En guise de soins, les malades mentaux vivent enchaînés et enfermés, oubliés de tous.

Les malades mentaux sont peut-être les personnes les plus stigmatisées d’Afrique. L’ignorance, la peur, les croyances en des forces surnaturelles et enfin le manque d’argent mettent ces malades au ban de la société. La plupart du temps, ils sont placés à l’écart, au mieux dans des établissements spécialisés, au pire dans de véritables mouroirs. L’enfermement et l’enchaînement sont la règle, méthodes sordides pour se protéger d’eux et les protéger d’eux-mêmes.

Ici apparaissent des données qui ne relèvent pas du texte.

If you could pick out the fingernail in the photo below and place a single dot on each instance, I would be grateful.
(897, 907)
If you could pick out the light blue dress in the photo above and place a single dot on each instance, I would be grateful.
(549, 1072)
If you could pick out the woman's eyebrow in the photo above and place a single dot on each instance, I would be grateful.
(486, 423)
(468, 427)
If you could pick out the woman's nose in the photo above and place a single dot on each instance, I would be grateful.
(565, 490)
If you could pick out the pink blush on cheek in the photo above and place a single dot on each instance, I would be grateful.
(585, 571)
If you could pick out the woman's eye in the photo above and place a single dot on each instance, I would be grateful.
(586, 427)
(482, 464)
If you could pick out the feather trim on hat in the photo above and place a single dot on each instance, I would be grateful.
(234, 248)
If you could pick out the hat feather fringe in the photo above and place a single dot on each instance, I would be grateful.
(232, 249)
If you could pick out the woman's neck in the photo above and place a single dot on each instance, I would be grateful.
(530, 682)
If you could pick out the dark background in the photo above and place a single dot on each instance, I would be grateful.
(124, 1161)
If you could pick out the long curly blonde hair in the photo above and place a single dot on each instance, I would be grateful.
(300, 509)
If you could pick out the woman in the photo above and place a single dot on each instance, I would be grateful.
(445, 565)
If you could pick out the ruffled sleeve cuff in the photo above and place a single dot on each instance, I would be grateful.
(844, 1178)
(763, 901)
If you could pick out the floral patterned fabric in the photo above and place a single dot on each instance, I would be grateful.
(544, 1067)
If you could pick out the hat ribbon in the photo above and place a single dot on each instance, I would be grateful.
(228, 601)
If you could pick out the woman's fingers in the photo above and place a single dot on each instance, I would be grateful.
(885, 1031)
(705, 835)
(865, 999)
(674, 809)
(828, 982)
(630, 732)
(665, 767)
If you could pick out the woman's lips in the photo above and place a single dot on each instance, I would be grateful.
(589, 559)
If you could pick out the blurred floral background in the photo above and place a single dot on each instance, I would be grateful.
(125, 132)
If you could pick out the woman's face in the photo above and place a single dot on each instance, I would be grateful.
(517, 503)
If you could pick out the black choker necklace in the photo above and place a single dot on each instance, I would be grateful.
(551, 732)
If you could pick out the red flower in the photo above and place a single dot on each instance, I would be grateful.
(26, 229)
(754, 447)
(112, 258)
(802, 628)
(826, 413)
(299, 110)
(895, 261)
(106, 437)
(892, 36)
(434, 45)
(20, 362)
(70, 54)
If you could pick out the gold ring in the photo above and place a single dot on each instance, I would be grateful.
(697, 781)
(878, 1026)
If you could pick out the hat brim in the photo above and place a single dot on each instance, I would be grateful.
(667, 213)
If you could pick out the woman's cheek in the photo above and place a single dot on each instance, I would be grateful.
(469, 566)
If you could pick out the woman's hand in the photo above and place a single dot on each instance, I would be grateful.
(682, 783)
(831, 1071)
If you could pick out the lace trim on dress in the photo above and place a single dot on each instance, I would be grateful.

« En Afrique de l’Ouest, ces gens sont encore souvent considérés comme possédés du démon ou ensorcelés. L’entourage se tient à distance devant des comportements inexpliqués, abandonnant ou marginalisant ceux qui ont en fait besoin de soins », explique sur son site internet l’Association Saint Camille de Lellis. En 25 ans, celle-ci a soigné 60 000 personnes, hommes et femmes, sans aucune aide financière. Elle œuvre en Côte d’Ivoire, au Bénin au Burkina Faso et au Togo.

Un secteur ignoré

 

Globalement, le secteur de la santé mentale est le parent pauvre dans toute l’Afrique. Moins de 20% de la population, selon l’OMS, ont accès à des soins de santé mentale. Il n’y a qu’un seul hôpital psychiatrique au Togo. Et que dire du Nigeria, qui ne compte que 250 psychiatres pour 200 millions d’habitants.

Human Rights Watch avait déjà alerté sur la situation des malades au Ghana, cette fois, l’ONG a mené l’enquête durant un an au Nigeria. 28 établissements ont été visités, 49 victimes interrogées. Force est de constater que la psychiatrie est dans le même état dans les deux pays.

Selon l’OMS, le nombre de personnes souffrant de troubles mentaux au Nigeria se situe entre 40 et 60 millions. « Le recours à la détention, à l’enchaînement et à la violence est répandu dans les hôpitaux d’Etat, les centres de réadaptation, les centres de guérison traditionnels et les établissements religieux », explique l’ONG. Le placement des personnes dans ces centres se fait sans leur consentement, que les troubles mentaux soient réels ou supposés. Depuis l’enquête de HRW, les fermetures de ce type de centres se succèdent au Nigeria.

Dans les camps de réfugiés

 

L’ONG Médecins sans Frontières travaille sur la santé mentale, considérant que, notamment en Afrique, les besoins de soins sont nombreux en raison des conflits et des déplacements de population qu’ils provoquent. Mais MSF se heurte à un obstacle de taille, « le manque de données, de services et de sensibilisation, autour des questions de santé mentale ». Enfants et adolescents, premières victimes et avenir du continent, sont le cœur de cible des médecins.

MSF a notamment travaillé dans le camp de réfugiés de Yumbe dans le nord de l’Ouganda, l’un des plus grands camps de réfugiés d’Afrique. « Cette population déjà vulnérable a en effet connu plusieurs crises et déplacements et est particulièrement sensible au stress et troubles mentaux », explique l’ONG. 80% des 50 000 réfugiés du camp souffrent de traumatismes. Pour la quasi-totalité d’entre eux, l’attaque de leur village (au Soudan du Sud) justifie leur fuite.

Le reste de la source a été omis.